Città Sant’Angelo. In corteo i 500 alunni del liceo Spaventa che contestano le lezioni pomeridiane
CITTÀ SANT’ANGELO. Gli studenti del liceo Spaventa di Città Sant’Angelo sono scesi in piazza, ieri mattina, per chiedere a gran voce di cambiare l’orario delle lezioni e arrivare a un turno unico, dal lunedì al venerdì, dalle 8 alle 14. Circa 500 giovani si sono spostati in corteo, con striscioni e cartelli, dalla fermata dei bus alla scuola, e lì fuori hanno discusso dei problemi di questo anno scolastico, cominciato con orari diversi rispetto al precedente, che li costringono a stare a lezione fino alle 15.15 o alle 16.15, due giorni a settimana, a seconda delle classi (biennio o triennio), con lezioni da 7 o 8 ore. Una situazione che crea parecchi disagi in modo particolare ai pendolari che rientrano a casa a tarda ora e non hanno la possibilità di dedicarsi alle attività del tempo libero, oltre a non potersi concentrare al meglio durante le lezioni e a non aver spazi adeguati per la pausa pranzo.

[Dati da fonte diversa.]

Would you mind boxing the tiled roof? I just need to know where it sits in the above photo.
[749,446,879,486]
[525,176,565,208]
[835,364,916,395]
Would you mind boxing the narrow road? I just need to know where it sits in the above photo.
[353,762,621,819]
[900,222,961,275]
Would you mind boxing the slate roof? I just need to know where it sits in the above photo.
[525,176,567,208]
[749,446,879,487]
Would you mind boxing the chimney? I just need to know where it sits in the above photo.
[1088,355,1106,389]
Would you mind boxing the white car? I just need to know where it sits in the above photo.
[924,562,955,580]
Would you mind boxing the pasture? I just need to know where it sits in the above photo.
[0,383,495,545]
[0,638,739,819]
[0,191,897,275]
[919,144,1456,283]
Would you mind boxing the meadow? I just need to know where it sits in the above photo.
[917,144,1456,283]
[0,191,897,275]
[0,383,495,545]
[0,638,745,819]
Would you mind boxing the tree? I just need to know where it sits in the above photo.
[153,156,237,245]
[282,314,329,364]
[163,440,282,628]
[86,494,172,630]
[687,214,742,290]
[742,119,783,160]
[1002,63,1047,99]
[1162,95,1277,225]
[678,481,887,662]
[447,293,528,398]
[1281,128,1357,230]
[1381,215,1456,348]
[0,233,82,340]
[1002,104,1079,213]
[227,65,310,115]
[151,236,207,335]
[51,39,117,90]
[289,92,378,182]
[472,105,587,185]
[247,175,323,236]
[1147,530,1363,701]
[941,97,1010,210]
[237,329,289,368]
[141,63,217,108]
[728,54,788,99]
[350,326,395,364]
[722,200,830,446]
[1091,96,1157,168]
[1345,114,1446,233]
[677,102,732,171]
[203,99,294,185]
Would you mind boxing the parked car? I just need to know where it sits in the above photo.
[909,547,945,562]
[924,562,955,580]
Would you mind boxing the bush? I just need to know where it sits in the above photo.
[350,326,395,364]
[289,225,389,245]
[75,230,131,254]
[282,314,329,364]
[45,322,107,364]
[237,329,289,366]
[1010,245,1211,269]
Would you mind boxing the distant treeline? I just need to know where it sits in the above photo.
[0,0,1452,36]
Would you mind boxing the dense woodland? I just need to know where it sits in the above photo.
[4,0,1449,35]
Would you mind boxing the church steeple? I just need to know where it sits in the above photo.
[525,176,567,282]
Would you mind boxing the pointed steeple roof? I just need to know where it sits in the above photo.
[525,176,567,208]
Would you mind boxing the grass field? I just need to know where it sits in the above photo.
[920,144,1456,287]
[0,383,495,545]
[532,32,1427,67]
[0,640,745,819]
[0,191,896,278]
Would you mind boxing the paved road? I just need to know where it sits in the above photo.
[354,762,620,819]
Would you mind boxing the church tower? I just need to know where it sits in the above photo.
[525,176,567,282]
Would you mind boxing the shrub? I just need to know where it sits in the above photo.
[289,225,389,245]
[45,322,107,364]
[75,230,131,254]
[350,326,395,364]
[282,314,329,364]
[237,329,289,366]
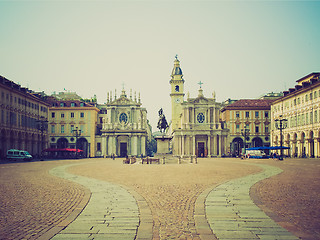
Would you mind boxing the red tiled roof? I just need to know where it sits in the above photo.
[225,99,275,109]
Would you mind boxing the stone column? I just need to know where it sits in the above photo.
[192,136,196,155]
[211,135,217,156]
[314,138,319,158]
[297,140,303,157]
[141,136,146,156]
[181,136,185,156]
[207,134,211,157]
[131,136,138,156]
[101,135,107,158]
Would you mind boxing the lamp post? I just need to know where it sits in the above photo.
[72,127,81,158]
[275,115,288,160]
[36,116,48,159]
[241,126,250,156]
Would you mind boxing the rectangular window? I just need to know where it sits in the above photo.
[305,113,309,125]
[51,125,56,133]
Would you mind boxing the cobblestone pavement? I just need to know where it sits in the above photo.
[0,161,85,240]
[68,159,261,239]
[50,164,139,240]
[205,163,298,240]
[0,159,320,239]
[250,158,320,240]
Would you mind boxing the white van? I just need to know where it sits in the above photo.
[7,149,33,161]
[246,150,267,158]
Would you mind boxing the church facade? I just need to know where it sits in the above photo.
[96,90,151,157]
[169,57,228,157]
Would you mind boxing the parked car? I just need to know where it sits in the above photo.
[7,149,33,161]
[246,150,268,158]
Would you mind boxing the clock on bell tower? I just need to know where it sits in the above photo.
[170,55,184,131]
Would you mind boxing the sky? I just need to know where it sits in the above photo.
[0,0,320,131]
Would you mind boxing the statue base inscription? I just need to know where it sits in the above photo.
[155,136,172,154]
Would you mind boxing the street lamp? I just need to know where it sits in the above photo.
[72,127,81,158]
[36,116,48,159]
[241,126,250,156]
[275,115,288,160]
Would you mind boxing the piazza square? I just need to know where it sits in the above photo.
[0,0,320,240]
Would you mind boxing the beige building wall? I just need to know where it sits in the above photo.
[221,99,274,155]
[0,76,49,158]
[48,100,99,157]
[271,73,320,157]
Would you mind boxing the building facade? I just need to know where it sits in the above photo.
[96,90,151,157]
[221,99,274,156]
[169,58,228,157]
[271,72,320,157]
[0,76,49,158]
[48,97,99,157]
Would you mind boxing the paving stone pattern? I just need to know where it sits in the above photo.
[0,161,85,240]
[205,164,298,240]
[50,164,139,240]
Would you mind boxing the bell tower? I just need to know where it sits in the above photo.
[170,55,184,132]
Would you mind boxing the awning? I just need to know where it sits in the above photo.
[246,146,290,150]
[43,148,83,152]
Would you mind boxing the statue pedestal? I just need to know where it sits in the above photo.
[155,135,172,154]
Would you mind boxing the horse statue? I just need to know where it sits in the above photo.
[157,108,169,133]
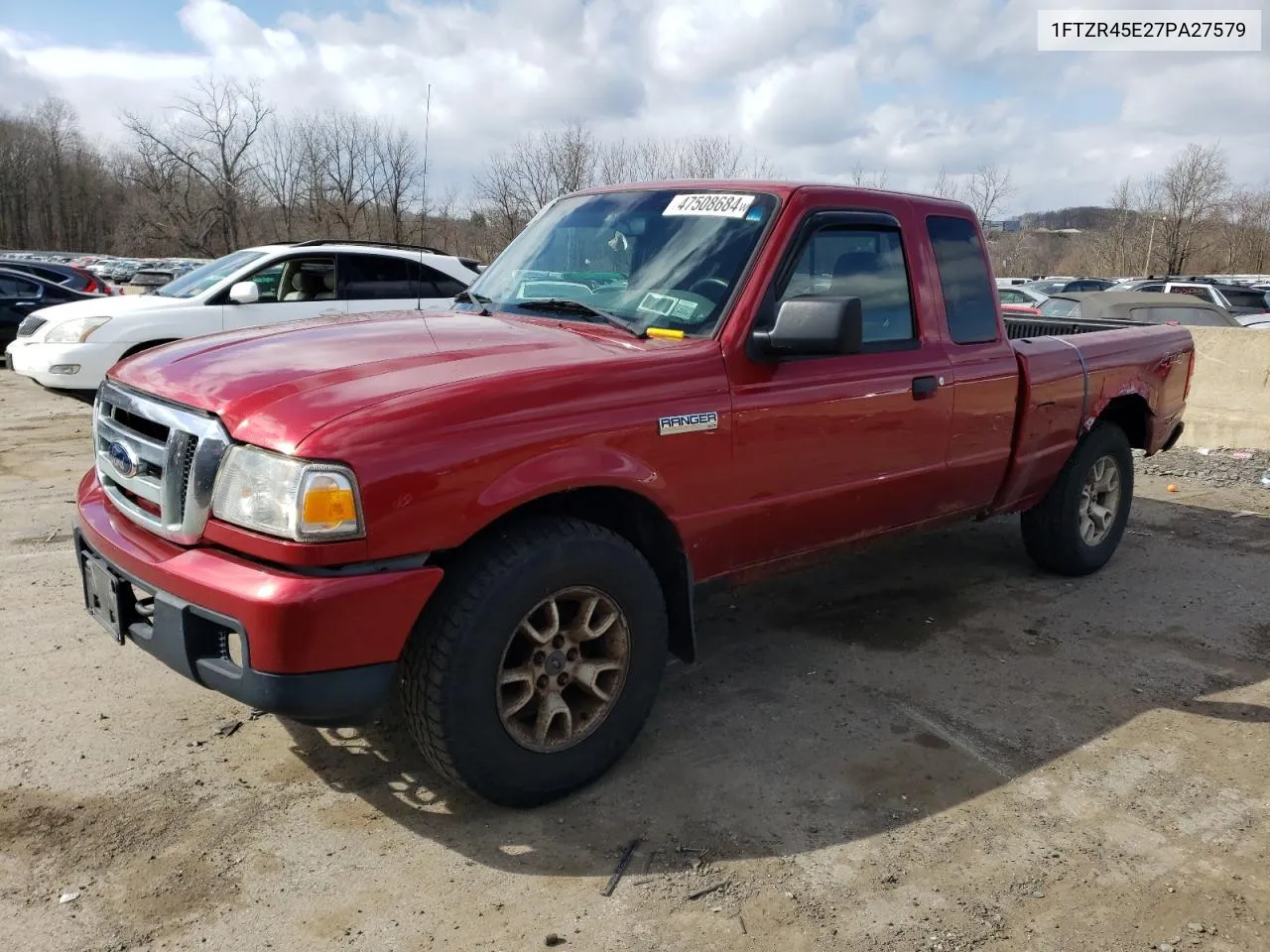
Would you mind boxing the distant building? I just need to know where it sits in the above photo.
[983,218,1024,235]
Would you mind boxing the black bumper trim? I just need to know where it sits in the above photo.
[73,526,398,727]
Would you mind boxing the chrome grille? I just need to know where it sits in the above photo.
[18,314,49,337]
[92,381,230,544]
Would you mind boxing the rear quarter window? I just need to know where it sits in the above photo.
[926,214,999,344]
[1221,289,1270,307]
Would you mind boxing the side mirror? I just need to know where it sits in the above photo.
[230,281,260,304]
[753,295,865,358]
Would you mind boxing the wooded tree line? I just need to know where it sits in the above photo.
[0,80,1270,276]
[0,80,770,260]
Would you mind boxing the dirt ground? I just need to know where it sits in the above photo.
[0,371,1270,952]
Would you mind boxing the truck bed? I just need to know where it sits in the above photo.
[1002,314,1152,340]
[997,317,1194,511]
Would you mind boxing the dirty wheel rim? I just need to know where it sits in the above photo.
[496,586,631,754]
[1080,456,1120,545]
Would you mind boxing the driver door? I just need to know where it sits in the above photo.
[727,210,953,567]
[221,255,348,330]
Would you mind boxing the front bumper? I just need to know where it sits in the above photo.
[5,340,121,390]
[75,472,442,726]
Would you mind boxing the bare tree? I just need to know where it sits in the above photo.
[965,163,1015,221]
[1216,187,1270,273]
[258,121,309,241]
[851,162,890,187]
[931,167,961,200]
[377,126,423,242]
[1157,142,1229,274]
[123,78,272,251]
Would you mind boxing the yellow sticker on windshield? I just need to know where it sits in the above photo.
[662,191,754,218]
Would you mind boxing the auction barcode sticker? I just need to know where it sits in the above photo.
[1036,10,1261,54]
[662,191,754,218]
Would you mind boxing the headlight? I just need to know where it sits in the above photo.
[45,317,110,344]
[212,445,362,542]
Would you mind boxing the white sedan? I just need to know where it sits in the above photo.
[5,241,479,390]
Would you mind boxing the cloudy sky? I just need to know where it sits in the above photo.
[0,0,1270,212]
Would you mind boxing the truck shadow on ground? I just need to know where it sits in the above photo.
[285,500,1270,876]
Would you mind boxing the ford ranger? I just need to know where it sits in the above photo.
[75,181,1193,806]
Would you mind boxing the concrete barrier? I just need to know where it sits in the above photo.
[1181,327,1270,449]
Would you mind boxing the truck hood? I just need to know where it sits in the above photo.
[109,311,635,453]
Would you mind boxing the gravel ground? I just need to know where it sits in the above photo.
[0,372,1270,952]
[1138,448,1270,487]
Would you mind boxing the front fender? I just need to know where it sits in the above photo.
[476,445,675,525]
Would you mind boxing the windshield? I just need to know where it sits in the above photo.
[1221,289,1270,307]
[459,189,776,336]
[155,251,264,298]
[1040,298,1080,317]
[1025,281,1071,295]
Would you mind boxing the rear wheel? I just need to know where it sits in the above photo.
[1022,422,1133,576]
[401,520,667,806]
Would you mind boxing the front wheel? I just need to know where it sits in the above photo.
[401,520,667,806]
[1022,422,1133,576]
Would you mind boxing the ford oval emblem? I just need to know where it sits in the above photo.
[105,440,141,479]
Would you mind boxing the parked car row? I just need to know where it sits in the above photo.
[997,276,1270,329]
[5,240,477,390]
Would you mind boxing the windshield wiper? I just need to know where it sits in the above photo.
[516,298,644,337]
[454,289,493,317]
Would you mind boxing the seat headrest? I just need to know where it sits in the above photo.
[291,272,320,295]
[833,251,881,278]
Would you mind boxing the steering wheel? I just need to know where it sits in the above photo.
[689,278,727,298]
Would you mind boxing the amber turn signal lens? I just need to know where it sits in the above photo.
[304,480,357,526]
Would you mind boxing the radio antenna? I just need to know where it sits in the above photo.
[414,82,432,311]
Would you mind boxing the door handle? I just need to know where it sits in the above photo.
[913,377,944,400]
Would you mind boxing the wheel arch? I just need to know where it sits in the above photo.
[435,485,696,662]
[1091,394,1153,449]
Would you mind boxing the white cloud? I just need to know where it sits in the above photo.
[0,0,1270,210]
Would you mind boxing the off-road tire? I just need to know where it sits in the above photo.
[400,518,668,807]
[1021,422,1133,576]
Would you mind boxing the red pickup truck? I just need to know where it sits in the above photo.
[75,181,1193,806]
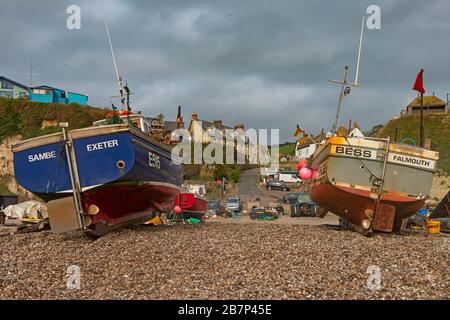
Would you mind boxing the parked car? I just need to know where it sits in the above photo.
[291,192,317,217]
[278,172,302,186]
[266,180,291,191]
[283,192,300,204]
[225,197,242,212]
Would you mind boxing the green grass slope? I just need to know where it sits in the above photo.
[375,113,450,172]
[0,98,109,141]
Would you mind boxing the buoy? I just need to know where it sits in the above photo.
[299,167,312,180]
[311,170,320,179]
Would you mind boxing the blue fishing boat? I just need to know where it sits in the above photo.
[13,110,183,235]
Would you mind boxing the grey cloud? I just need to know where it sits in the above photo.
[0,0,450,140]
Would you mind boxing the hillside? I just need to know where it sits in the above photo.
[0,98,108,142]
[375,113,450,172]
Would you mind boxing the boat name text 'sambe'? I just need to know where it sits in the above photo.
[28,151,56,162]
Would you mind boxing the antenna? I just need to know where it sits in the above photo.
[328,16,365,133]
[353,16,366,87]
[105,19,125,108]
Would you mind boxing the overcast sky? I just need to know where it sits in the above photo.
[0,0,450,140]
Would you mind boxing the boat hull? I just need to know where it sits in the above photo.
[310,183,425,232]
[13,125,183,229]
[310,137,438,232]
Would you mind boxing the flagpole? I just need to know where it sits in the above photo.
[420,93,423,148]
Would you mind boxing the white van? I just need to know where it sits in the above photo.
[278,172,302,184]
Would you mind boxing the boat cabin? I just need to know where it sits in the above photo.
[94,113,158,133]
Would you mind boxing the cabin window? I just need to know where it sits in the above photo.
[131,119,141,129]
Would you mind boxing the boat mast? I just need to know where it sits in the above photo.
[328,16,365,133]
[105,19,125,110]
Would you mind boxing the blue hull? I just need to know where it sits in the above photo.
[13,131,183,201]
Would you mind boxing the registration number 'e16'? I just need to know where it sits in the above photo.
[148,152,161,170]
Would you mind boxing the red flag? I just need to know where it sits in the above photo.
[413,69,425,95]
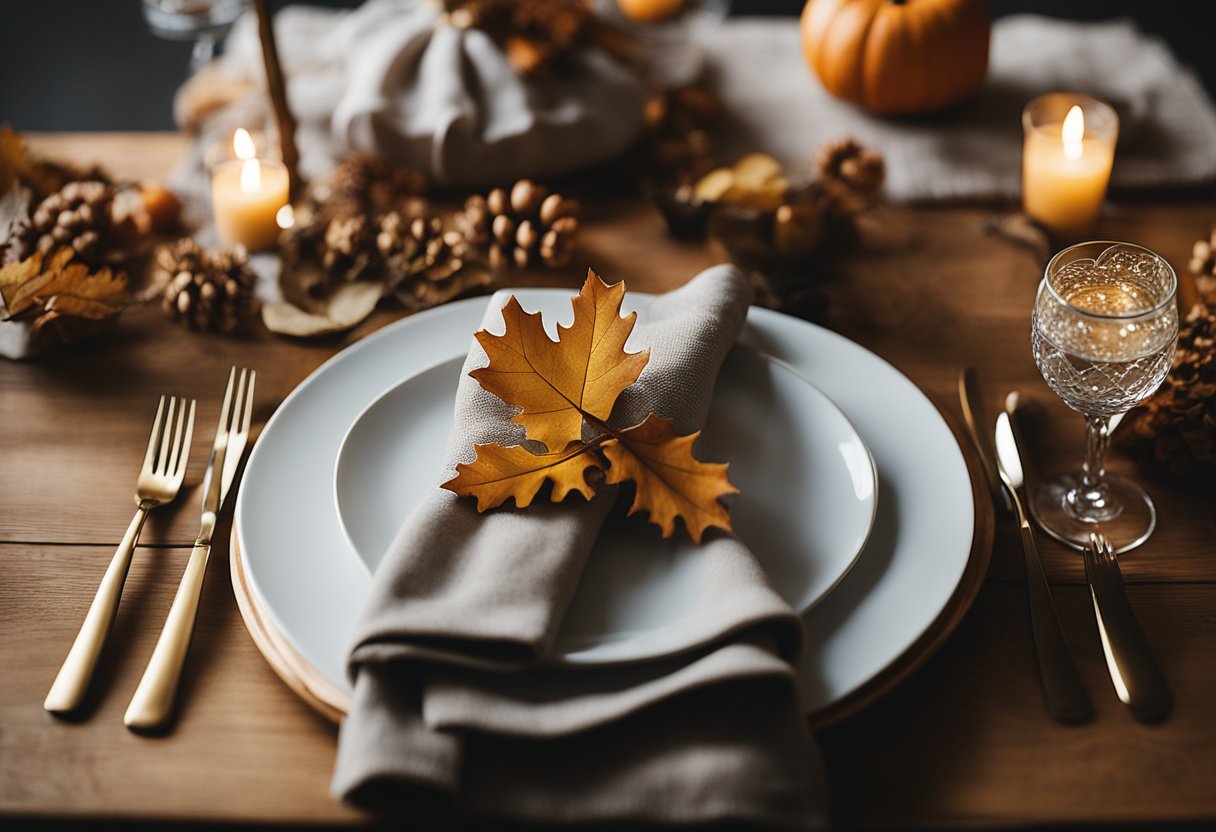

Per tutti parla Serena Colangelo, una delle due rappresentanti d’istituto (l’altra è Angelica Passeri) che ieri mattina hanno fissato il percorso da seguire. «Intendiamo chiedere chiarimenti alla preside, Lorella Romano, che abbiamo già incontrato», dice. «Vogliamo chiedere quali sono gli enti a cui rivolgerci per risolvere il problema ma come prima cosa dobbiamo capire con esattezza il problema per poi muoverci di conseguenza coinvolgendo chi ha competenza. Sappiamo che le lezioni vanno svolte in sicurezza, così come bisogna viaggiare in sicurezza sui bus, ma riteniamo che si possa trovare una soluzione alternativa, magari attivando più corse degli autobus, se necessario. Ciò che vogliamo è tornare a un minimo di normalità. Riteniamo di avere dei diritti, anche al tempo libero, e chiediamo delle risposte. Confidiamo, tra l’altro, nell’intervento del prefetto Giancarlo Di Vincenzo e nella sua mediazione», conclude. (f.bu.)